There's a huge cratering in the region's financial services sector (Fidelity's shipping out 2K jobs, alone) as well as many of the established businesses (demise of Gillette/Polaroid, anyone) outside of the colleges and hospitals.

I don't think this region's going back to the heyday of a Digital-Wang-Raytheon (or later on, Powerbuilder-Genuity-CTP) anytime soon but if you look at the home prices, it's as if the "Massachusetts miracle" of M. Dukakis was back with <1% unemployment and dozens of companies starting offices here.

Boston Anon Renter

p.s. Boston Scientific's also outsourcing now, so please don't say "biotech will save the day". That's very 2004.

Anonymous said...

I just bought a home in the Seattle area for 300k when the asking price was 390k. Additionally, the seller paid all my costs and contributed another 9k in repairs and new carpets.

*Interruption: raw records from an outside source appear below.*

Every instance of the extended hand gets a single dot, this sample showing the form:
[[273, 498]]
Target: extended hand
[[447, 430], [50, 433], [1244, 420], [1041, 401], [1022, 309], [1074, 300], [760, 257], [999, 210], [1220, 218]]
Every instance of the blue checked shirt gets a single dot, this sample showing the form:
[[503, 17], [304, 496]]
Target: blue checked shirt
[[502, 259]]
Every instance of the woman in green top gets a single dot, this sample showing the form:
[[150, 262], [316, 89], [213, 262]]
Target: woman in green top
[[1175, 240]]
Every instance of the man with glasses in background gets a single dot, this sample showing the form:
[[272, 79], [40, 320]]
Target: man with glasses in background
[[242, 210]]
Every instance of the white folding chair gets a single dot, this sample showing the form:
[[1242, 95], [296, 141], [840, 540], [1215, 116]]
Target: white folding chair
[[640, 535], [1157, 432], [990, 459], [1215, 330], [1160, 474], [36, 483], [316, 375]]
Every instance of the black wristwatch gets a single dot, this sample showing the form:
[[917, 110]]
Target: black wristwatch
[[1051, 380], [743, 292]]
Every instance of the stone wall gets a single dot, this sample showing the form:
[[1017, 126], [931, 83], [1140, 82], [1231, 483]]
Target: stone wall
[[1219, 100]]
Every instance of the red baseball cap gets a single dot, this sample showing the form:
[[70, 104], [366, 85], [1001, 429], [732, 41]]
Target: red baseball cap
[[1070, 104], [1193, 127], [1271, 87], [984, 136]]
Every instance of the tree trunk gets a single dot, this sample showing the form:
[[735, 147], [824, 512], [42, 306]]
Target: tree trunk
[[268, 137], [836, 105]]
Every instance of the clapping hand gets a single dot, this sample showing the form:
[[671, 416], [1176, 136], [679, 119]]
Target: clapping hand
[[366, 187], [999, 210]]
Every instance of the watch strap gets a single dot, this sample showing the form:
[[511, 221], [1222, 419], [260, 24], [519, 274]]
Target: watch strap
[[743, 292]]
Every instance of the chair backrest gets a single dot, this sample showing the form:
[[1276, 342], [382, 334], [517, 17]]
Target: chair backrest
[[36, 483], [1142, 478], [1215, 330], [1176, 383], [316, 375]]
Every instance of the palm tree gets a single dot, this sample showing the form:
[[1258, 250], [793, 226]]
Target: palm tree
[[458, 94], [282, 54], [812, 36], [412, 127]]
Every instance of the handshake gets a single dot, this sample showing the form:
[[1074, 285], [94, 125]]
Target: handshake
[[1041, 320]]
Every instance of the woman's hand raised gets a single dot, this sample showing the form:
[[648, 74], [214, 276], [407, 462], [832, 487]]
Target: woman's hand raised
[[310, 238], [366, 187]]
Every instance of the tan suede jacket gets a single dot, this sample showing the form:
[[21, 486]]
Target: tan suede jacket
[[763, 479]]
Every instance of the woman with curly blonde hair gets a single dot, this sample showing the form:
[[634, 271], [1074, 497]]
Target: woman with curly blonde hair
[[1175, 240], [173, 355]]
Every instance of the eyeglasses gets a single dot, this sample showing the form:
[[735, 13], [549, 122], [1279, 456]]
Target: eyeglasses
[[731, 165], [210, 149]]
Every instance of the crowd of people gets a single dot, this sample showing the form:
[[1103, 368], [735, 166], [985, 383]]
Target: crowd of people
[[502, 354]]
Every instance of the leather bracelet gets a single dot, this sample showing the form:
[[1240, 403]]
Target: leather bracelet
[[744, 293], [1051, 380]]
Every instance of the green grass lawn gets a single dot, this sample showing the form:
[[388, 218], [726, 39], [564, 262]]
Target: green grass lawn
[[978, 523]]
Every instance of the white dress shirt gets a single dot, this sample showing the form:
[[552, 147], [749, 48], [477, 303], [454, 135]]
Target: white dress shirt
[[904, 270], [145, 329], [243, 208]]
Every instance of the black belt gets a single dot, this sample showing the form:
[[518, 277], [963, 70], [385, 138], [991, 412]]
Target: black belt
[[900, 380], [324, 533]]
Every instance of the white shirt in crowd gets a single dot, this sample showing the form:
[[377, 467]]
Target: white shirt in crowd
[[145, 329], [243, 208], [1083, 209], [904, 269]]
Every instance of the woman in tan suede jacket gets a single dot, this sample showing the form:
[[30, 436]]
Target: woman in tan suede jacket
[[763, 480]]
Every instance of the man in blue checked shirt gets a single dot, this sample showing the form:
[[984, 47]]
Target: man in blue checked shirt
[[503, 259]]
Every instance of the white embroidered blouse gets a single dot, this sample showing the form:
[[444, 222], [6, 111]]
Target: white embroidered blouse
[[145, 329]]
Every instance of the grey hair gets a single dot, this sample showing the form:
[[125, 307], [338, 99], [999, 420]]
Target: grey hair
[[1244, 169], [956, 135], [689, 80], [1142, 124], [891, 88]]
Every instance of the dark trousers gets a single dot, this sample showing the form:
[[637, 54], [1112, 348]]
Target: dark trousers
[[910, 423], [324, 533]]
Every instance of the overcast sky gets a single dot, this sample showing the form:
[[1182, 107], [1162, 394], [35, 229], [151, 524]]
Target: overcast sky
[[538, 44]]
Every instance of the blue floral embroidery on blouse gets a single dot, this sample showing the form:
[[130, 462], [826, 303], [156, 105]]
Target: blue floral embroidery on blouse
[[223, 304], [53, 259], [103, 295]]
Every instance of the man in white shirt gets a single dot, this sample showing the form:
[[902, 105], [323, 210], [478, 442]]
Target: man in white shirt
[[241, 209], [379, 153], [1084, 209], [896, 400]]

The ridiculous thing? The seller bought the home as a foreclosure in 2003 for 149 (comparables even then were around the 290 mark) AND THEN TOOK OUT A HUGE HELOC on the property, spent it all (not much was spent on the house except new bathrooms) and now owes 320k on the house they bought for 149 only four years ago.

Oh: this isn't his only home either - he's paying at least one other huge mortgage right now that I know of.

In all honesty, I see no need to be rude about things. Just offer low, explain why (and do it nicely) and people often seem very willing to deal with you.

Oh! I almost forgot! In the home I am buying right now, I noticed some of the plumbing needed replaced. The seller said he had absolutely no money left to do the repairs so I told him I was going to walk away from the deal (this was in the inspection phase).

At the last moment, the sellor's realtor stepped in and said he'd personally pay for all the repairs if we could just get this deal to close. (It had been 3 months on the market already and they had dropped to 390k from 410k originally).

There's one realtor that isn't getting his full 3%.